The built-in plugin is deliberately minimal. Packages that provide their own memory implementation should use the same :__memory__ state key and replace the default through default_plugins:, not by mounting a second memory plugin in plugins:.

alias Jido.Memory.Agent, as: MemoryAgent

agent = MyAgent.new()

# Memory is not initialized until you ask for it
refute MemoryAgent.has_memory?(agent)

# Initialize on demand
agent = MemoryAgent.ensure(agent)

# Work with map spaces (e.g. :world)
agent = MemoryAgent.put_in_space(agent, :world, :temperature, 22)
MemoryAgent.get_in_space(agent, :world, :temperature)  #=> 22

# Work with list spaces (e.g. :tasks)
agent = MemoryAgent.append_to_space(agent, :tasks, %{id: "t1", text: "Check sensor"})

Overriding and Disabling Defaults

Default plugins can be controlled per-agent using the default_plugins: option with a map keyed by state key:

# Disable identity state (keep thread)
use Jido.Agent,
  name: "minimal",
  default_plugins: %{__identity__: false}

# Replace with custom module
use Jido.Agent,
  name: "custom",
  default_plugins: %{__identity__: MyApp.CustomIdentityPlugin}

# Replace with custom module and config
use Jido.Agent,
  name: "configured",
  default_plugins: %{__identity__: {MyApp.CustomIdentityPlugin, %{profile: %{age: 10}}}}

# Replace memory while preserving the canonical :__memory__ state key
use Jido.Agent,
  name: "persistent_memory",
  default_plugins: %{__memory__: {MyApp.PersistentMemoryPlugin, %{store: MyApp.Store}}}

# Disable memory (keep others)
use Jido.Agent,
  name: "no_memory",
  default_plugins: %{__memory__: false}

# Disable all defaults
use Jido.Agent,
  name: "bare",
  default_plugins: false

Note: default_plugins: only controls built-in defaults.
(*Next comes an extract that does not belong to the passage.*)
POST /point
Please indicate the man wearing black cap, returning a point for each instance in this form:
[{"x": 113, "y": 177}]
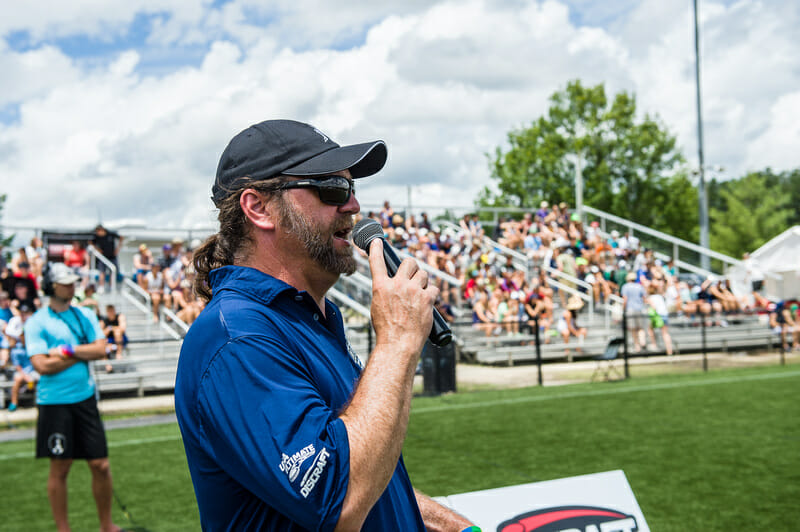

To add new plugins, use the plugins: option.

For pod-wrapped agents, the reserved :__pod__ plugin can be replaced but should not be disabled. See Pods for the pod-specific contract.

See Also

See Jido.Plugin moduledoc for complete API reference and advanced patterns.

AI-powered plugins: For LLM-integrated plugins, see the jido_ai documentation.